2. Using a mercury vapor arc in the Vacuum. In this case, the losses are relatively large if you operate at low voltages must work because the voltage drop in the arc is approximately constant 20 volts.

3. Use of a beam of mercury which is movable with respect to a fixed electrode, with which this periodically comes into contact. In this case a significant amount of energy is consumed in order to put the mercury required for the formation of the mercury beam into circulation.

The present invention aims to circumvent these disadvantages of known mutators and a Provide a mutator that works in better conditions, both for weak voltages and small powers as well as for high voltages and large powers.

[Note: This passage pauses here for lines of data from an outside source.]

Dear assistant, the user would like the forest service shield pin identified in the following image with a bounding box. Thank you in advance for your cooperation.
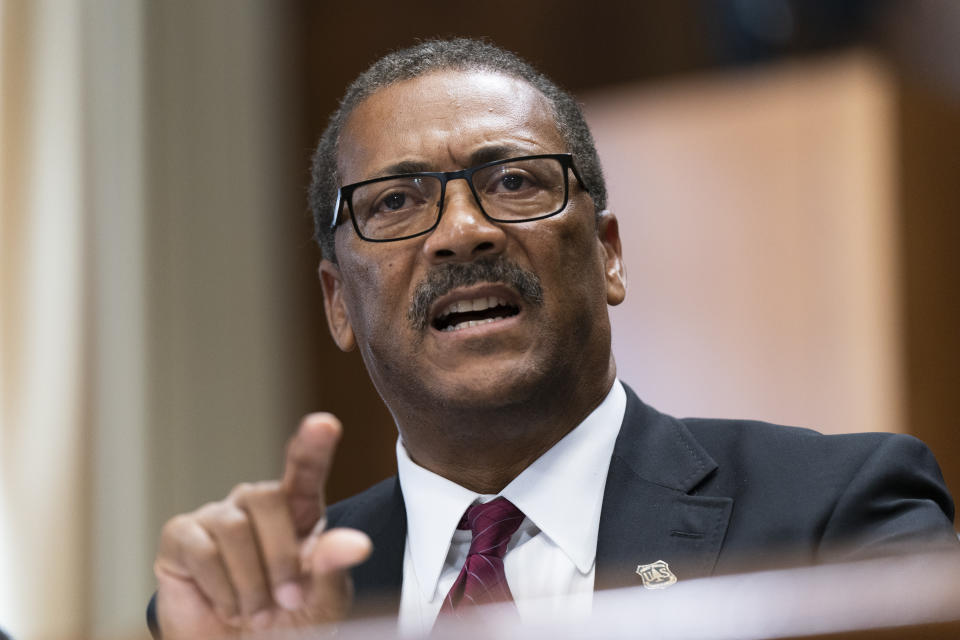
[637,560,677,589]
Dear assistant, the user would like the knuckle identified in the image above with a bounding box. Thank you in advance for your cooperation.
[214,509,250,542]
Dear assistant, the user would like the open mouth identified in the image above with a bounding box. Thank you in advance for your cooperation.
[431,296,520,331]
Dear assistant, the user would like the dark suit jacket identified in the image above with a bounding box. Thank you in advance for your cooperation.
[147,388,960,637]
[328,388,960,609]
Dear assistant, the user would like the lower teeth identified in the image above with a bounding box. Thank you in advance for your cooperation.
[443,316,503,331]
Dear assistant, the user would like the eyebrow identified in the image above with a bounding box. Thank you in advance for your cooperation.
[370,145,528,178]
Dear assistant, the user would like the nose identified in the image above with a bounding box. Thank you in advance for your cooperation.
[423,180,507,263]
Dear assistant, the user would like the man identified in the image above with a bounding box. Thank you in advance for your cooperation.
[146,40,957,639]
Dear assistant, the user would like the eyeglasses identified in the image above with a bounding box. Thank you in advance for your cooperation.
[331,153,586,242]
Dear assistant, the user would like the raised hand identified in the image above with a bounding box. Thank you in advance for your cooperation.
[154,413,371,640]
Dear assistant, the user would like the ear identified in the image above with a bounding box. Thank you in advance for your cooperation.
[597,209,627,305]
[320,260,357,351]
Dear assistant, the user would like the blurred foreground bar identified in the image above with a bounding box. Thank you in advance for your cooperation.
[292,553,960,640]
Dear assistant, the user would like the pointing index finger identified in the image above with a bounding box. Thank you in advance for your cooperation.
[283,413,342,537]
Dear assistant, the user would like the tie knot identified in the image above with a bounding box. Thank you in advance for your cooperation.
[458,497,524,558]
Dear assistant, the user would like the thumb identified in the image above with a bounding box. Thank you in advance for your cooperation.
[300,528,373,622]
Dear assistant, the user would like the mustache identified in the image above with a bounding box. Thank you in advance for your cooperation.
[407,257,543,331]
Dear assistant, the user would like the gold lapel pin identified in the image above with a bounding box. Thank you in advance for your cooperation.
[637,560,677,589]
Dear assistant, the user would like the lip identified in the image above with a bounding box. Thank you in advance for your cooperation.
[428,282,524,337]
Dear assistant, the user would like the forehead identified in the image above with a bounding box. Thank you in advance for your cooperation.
[337,71,567,184]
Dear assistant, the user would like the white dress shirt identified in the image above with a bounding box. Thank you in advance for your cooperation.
[397,380,627,635]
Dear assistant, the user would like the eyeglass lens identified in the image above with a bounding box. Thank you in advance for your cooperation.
[351,158,566,240]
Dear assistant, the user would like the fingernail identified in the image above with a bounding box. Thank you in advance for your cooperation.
[250,609,273,629]
[273,582,303,611]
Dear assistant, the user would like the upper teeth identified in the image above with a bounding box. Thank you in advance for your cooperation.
[438,296,507,318]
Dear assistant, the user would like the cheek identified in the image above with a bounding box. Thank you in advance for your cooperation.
[346,254,408,341]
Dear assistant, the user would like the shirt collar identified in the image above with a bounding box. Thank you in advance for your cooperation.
[397,380,627,599]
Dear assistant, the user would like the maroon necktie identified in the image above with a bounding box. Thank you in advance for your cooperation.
[440,498,523,616]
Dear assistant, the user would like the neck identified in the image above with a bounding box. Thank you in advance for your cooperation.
[394,360,615,494]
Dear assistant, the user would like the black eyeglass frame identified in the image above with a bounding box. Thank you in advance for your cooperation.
[330,153,590,242]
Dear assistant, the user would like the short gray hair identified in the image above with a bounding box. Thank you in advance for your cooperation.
[309,38,607,262]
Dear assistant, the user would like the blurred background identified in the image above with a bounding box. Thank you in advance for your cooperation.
[0,0,960,640]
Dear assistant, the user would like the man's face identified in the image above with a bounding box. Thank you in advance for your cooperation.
[321,71,623,416]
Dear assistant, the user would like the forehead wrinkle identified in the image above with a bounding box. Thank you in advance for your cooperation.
[337,71,567,184]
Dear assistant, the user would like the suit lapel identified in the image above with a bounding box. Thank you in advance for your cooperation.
[596,386,733,588]
[337,477,407,614]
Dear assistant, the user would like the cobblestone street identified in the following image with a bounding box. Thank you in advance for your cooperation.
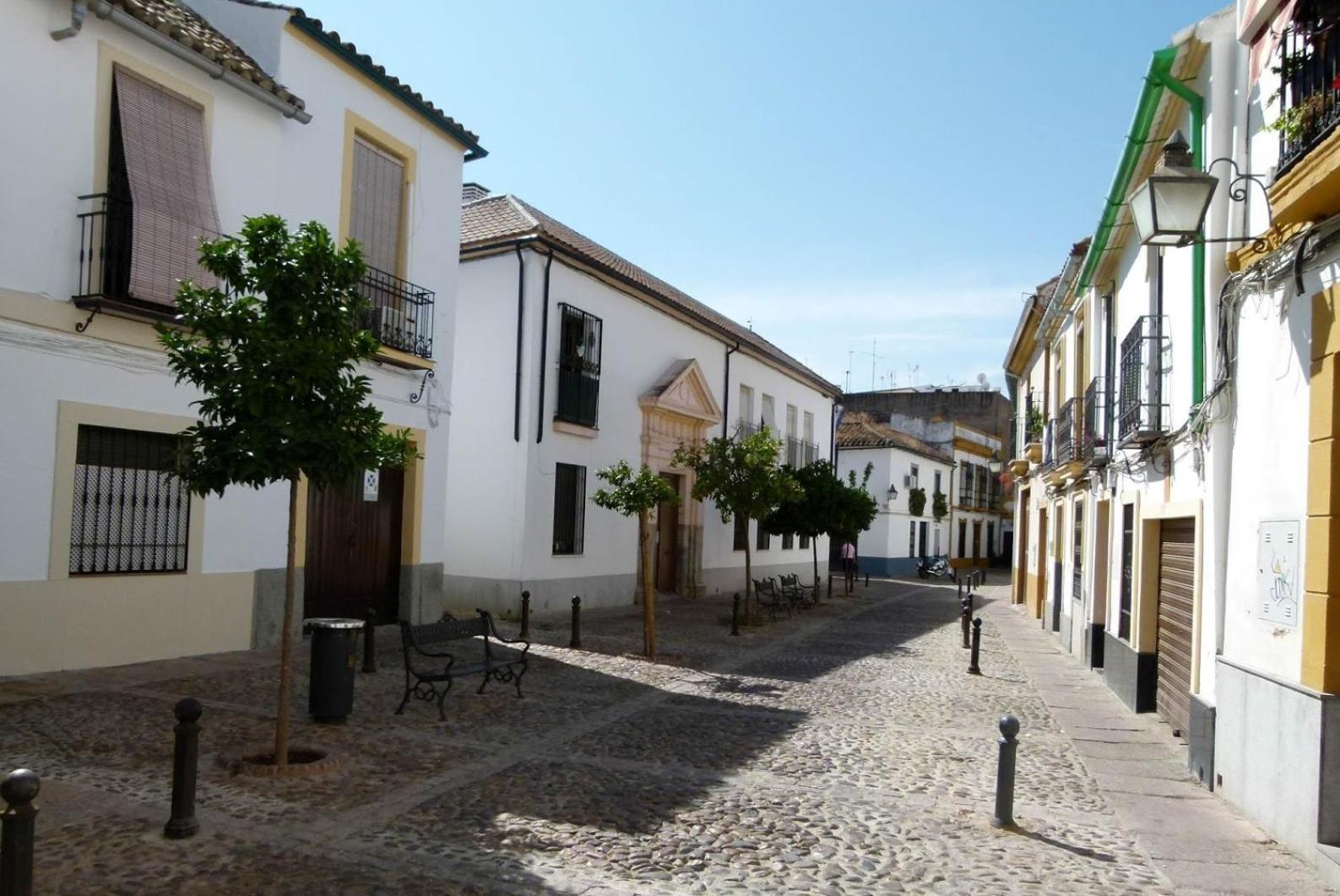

The subject matter of the invention relates to a rotating rectifier which has at least has a contact that opens and closes synchronously with a network frequency. This According to the invention, the mutator is characterized in that it is provided with at least one container containing mercury and at least one fixed electrode, this container being around a Movable axis rotates, which is rotatable again around a ίο fixed axis to this way To give mercury a relative movement with respect to said fixed electrode, and that the Mercury forms the cathode for the entire duration of each current passage, whereby »5 the commutation on the occasion of the opening of the circuit takes place in the arc between this cathode and the opposite electrode trains.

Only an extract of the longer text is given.